Ostersonntag, 01.04.2018 Zum Evangelium nach Johannes 20, 1 – 18
Die Menschen machen sich einen Spaß daraus, einander am 1. April mit den unterschiedlichsten Erzählungen in die Irre zu führen. Der größte Erfolg tritt dann ein, wenn man mit dem ernstesten Gesicht eine vollkommen irrwitzige Geschichte erzählt hat und auf das staunende Gesicht des Zuhörers prustend antworten kann „April, April!“ Das kann ein Scherz sein und bleiben. Seit dem vergangenen Jahr wissen wir, dass aus diesen unschuldigen Späßen rasch die Verzerrung der Wirklichkeit werden kann. „Fake News“ sind Aprilgeschichten mit Dauerstatus und ohne den Anspruch, Scherz zu sein.
„Ich habe den Herrn gesehen.“ Ob die Jünger auf diese Aussage Maria Magdalenas geantwortet hätten: April, April? In der Tat ist es unerhört, was sie sagt. Zwei Jünger waren am Grab und haben sich überzeugt, dass Jesus nicht mehr im Grab liegt. Die Binden sind noch da, das Schweißtuch ist zu finden, mit dem sein Gesicht bedeckt war, doch den Leichnam finden sie nicht. Es ist unerhört, unvorstellbar, unverständlich und nach menschlichem Ermessen vollkommen unmöglich, dass jemand kommt und sagen kann „ich habe den Herrn gesehen.“ Das müssen Fake News sein. Übelste Geschichten, ein Schwert, das mutwillig in die Wunde der Trauer gerammt wird.
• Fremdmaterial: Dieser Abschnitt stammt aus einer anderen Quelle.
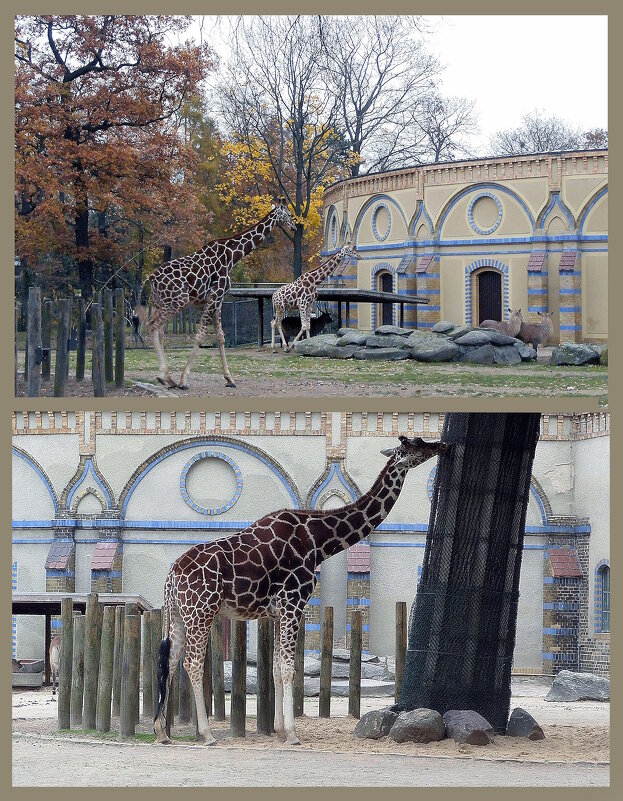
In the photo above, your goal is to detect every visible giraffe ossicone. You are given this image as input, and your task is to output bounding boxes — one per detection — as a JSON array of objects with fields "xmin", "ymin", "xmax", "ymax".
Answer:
[
  {"xmin": 154, "ymin": 437, "xmax": 450, "ymax": 745},
  {"xmin": 137, "ymin": 198, "xmax": 296, "ymax": 389},
  {"xmin": 270, "ymin": 242, "xmax": 357, "ymax": 353}
]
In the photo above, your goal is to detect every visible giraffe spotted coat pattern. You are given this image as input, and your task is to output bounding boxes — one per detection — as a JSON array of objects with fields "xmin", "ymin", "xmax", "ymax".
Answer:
[
  {"xmin": 145, "ymin": 199, "xmax": 295, "ymax": 389},
  {"xmin": 154, "ymin": 437, "xmax": 448, "ymax": 745},
  {"xmin": 270, "ymin": 244, "xmax": 357, "ymax": 351}
]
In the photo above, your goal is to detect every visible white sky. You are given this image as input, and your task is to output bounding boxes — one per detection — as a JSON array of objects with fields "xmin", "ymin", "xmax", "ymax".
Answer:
[{"xmin": 188, "ymin": 15, "xmax": 608, "ymax": 155}]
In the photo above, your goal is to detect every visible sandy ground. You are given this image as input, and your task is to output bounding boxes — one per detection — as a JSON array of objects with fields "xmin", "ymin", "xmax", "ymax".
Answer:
[{"xmin": 13, "ymin": 680, "xmax": 610, "ymax": 786}]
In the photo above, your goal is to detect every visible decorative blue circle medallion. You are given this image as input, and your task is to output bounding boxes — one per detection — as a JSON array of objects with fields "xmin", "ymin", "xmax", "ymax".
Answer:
[
  {"xmin": 372, "ymin": 203, "xmax": 392, "ymax": 242},
  {"xmin": 180, "ymin": 451, "xmax": 242, "ymax": 516},
  {"xmin": 467, "ymin": 192, "xmax": 502, "ymax": 236}
]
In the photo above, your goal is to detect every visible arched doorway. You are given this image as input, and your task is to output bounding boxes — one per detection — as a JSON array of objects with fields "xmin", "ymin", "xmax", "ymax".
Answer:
[
  {"xmin": 478, "ymin": 270, "xmax": 502, "ymax": 325},
  {"xmin": 377, "ymin": 273, "xmax": 394, "ymax": 325}
]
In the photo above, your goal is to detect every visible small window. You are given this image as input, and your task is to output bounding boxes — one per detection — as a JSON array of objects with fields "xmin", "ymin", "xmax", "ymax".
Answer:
[{"xmin": 599, "ymin": 565, "xmax": 610, "ymax": 631}]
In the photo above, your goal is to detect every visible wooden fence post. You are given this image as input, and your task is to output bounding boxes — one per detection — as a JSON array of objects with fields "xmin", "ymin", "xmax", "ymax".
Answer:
[
  {"xmin": 91, "ymin": 303, "xmax": 106, "ymax": 398},
  {"xmin": 27, "ymin": 286, "xmax": 41, "ymax": 398},
  {"xmin": 119, "ymin": 604, "xmax": 141, "ymax": 737},
  {"xmin": 82, "ymin": 592, "xmax": 100, "ymax": 729},
  {"xmin": 69, "ymin": 615, "xmax": 84, "ymax": 728},
  {"xmin": 41, "ymin": 300, "xmax": 52, "ymax": 381},
  {"xmin": 293, "ymin": 619, "xmax": 305, "ymax": 718},
  {"xmin": 54, "ymin": 298, "xmax": 71, "ymax": 398},
  {"xmin": 95, "ymin": 606, "xmax": 115, "ymax": 731},
  {"xmin": 230, "ymin": 620, "xmax": 247, "ymax": 737},
  {"xmin": 102, "ymin": 289, "xmax": 115, "ymax": 381},
  {"xmin": 115, "ymin": 289, "xmax": 125, "ymax": 389},
  {"xmin": 112, "ymin": 606, "xmax": 123, "ymax": 717},
  {"xmin": 210, "ymin": 615, "xmax": 225, "ymax": 720},
  {"xmin": 318, "ymin": 606, "xmax": 333, "ymax": 718},
  {"xmin": 394, "ymin": 601, "xmax": 407, "ymax": 703},
  {"xmin": 58, "ymin": 598, "xmax": 74, "ymax": 729},
  {"xmin": 348, "ymin": 609, "xmax": 362, "ymax": 718}
]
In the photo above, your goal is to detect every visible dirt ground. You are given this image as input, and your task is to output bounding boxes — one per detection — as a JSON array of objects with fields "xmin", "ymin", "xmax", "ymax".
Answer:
[{"xmin": 13, "ymin": 680, "xmax": 610, "ymax": 786}]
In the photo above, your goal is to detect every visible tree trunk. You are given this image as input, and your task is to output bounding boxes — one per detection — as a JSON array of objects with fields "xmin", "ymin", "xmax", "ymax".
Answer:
[{"xmin": 398, "ymin": 413, "xmax": 540, "ymax": 733}]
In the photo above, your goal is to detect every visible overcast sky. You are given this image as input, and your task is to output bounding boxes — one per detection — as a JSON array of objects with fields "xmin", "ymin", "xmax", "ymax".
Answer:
[{"xmin": 191, "ymin": 15, "xmax": 608, "ymax": 155}]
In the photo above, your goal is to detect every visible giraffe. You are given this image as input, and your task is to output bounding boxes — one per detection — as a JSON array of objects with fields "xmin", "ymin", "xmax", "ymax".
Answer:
[
  {"xmin": 270, "ymin": 243, "xmax": 357, "ymax": 353},
  {"xmin": 154, "ymin": 436, "xmax": 450, "ymax": 745},
  {"xmin": 144, "ymin": 198, "xmax": 296, "ymax": 389}
]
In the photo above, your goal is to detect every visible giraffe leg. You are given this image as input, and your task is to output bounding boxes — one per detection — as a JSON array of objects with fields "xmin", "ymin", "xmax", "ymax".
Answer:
[
  {"xmin": 214, "ymin": 308, "xmax": 236, "ymax": 387},
  {"xmin": 178, "ymin": 315, "xmax": 208, "ymax": 389},
  {"xmin": 273, "ymin": 618, "xmax": 286, "ymax": 740},
  {"xmin": 154, "ymin": 609, "xmax": 186, "ymax": 745}
]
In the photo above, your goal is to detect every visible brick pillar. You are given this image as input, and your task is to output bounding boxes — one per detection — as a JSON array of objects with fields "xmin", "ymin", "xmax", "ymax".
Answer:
[
  {"xmin": 304, "ymin": 570, "xmax": 322, "ymax": 653},
  {"xmin": 558, "ymin": 251, "xmax": 582, "ymax": 343}
]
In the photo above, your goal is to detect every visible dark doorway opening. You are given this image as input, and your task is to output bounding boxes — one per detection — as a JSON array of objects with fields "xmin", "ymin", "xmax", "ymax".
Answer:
[
  {"xmin": 379, "ymin": 273, "xmax": 394, "ymax": 325},
  {"xmin": 478, "ymin": 270, "xmax": 502, "ymax": 325}
]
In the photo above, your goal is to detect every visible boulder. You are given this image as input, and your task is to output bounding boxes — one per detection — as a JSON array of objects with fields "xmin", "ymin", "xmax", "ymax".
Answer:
[
  {"xmin": 389, "ymin": 709, "xmax": 446, "ymax": 743},
  {"xmin": 457, "ymin": 342, "xmax": 495, "ymax": 364},
  {"xmin": 506, "ymin": 706, "xmax": 545, "ymax": 740},
  {"xmin": 454, "ymin": 330, "xmax": 496, "ymax": 345},
  {"xmin": 431, "ymin": 320, "xmax": 454, "ymax": 334},
  {"xmin": 374, "ymin": 325, "xmax": 413, "ymax": 337},
  {"xmin": 493, "ymin": 346, "xmax": 521, "ymax": 364},
  {"xmin": 294, "ymin": 334, "xmax": 338, "ymax": 356},
  {"xmin": 410, "ymin": 337, "xmax": 462, "ymax": 362},
  {"xmin": 337, "ymin": 328, "xmax": 371, "ymax": 348},
  {"xmin": 443, "ymin": 709, "xmax": 493, "ymax": 745},
  {"xmin": 514, "ymin": 339, "xmax": 536, "ymax": 362},
  {"xmin": 549, "ymin": 342, "xmax": 599, "ymax": 367},
  {"xmin": 353, "ymin": 348, "xmax": 409, "ymax": 362},
  {"xmin": 353, "ymin": 707, "xmax": 398, "ymax": 740},
  {"xmin": 545, "ymin": 670, "xmax": 610, "ymax": 701}
]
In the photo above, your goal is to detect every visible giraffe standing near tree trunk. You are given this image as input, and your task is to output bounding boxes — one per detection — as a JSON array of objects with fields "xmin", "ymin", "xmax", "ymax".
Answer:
[
  {"xmin": 154, "ymin": 437, "xmax": 449, "ymax": 745},
  {"xmin": 144, "ymin": 199, "xmax": 296, "ymax": 389},
  {"xmin": 270, "ymin": 244, "xmax": 357, "ymax": 353}
]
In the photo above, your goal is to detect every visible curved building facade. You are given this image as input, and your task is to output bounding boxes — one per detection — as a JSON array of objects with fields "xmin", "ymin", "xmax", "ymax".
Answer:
[{"xmin": 323, "ymin": 150, "xmax": 608, "ymax": 342}]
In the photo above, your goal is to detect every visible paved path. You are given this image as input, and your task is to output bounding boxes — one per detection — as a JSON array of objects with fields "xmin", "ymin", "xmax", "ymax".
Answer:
[{"xmin": 13, "ymin": 734, "xmax": 609, "ymax": 787}]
Und zugleich lesen wir, dass Maria von Magdala mehr als nur ihre Wahrnehmung verkündet: Sie erfüllt einen göttlichen Auftrag. Wohlgemerkt: Die erste Person, die von der Überwindung des Todes berichtet, die erste Zeugin der Auferstehung ist eine Frau. Der erste Mensch, der den Auftrag zur Verkündigung von Jesus erhält, ist eine Frau. Seit rund 600 Jahren erinnert der Standort in Höntrop mit seiner Patronin an gerade dieses Geschehen. Aufmüpfig kann man das nennen aus der Sicht einer auf Männer ausgerichteten Kirche. Selbstbewusst sollte man es nennen aus der Sicht eines Gläubigen mit Blick auf den Text, den wir als „Wort Gottes“ verehren.
Gleichzeitig ist die Situation aber auch überaus tröstlich. Alle, die zum Grab Jesu gegangen sind, waren in tiefer Trauer. Verzweiflung befiel sie, als sie das Fehlen des Leichnams bemerkten. Und in diese verzweifelte Trauer hinein zeigt sich ein zugewandter Gott, der fragt „Frau, warum weinst du? Wen suchst du?“ Marias Antwort zeigt, wie sehr sie von der Situation überfordert ist, wie wenig weit ihr Blick reicht. Die Distanz wird aufgelöst durch die direkte Ansprache: „Maria!“, die sie versteht, in aller erlösenden Konsequenz.
Es ist für mich ein wunderbarer Text. Ich heiße nicht Maria und habe schon an manchem vollen Grab gestanden. Und dennoch lasse ich mich von diesem Text berühren. So als habe Gott meinen Namen genannt und mir einen kleinen Blick darauf ermöglicht, dass das Leben auf dieser Erde nicht das ist, was allein bestimmt. Mit dem Auftrag, es weiterzusagen, wird mir die Trauer genommen. Im Text darf ich damit auch ein wenig vom Herrn sehen.
Ich wünsche Ihnen ein froh machendes und segensreiches Osterfest.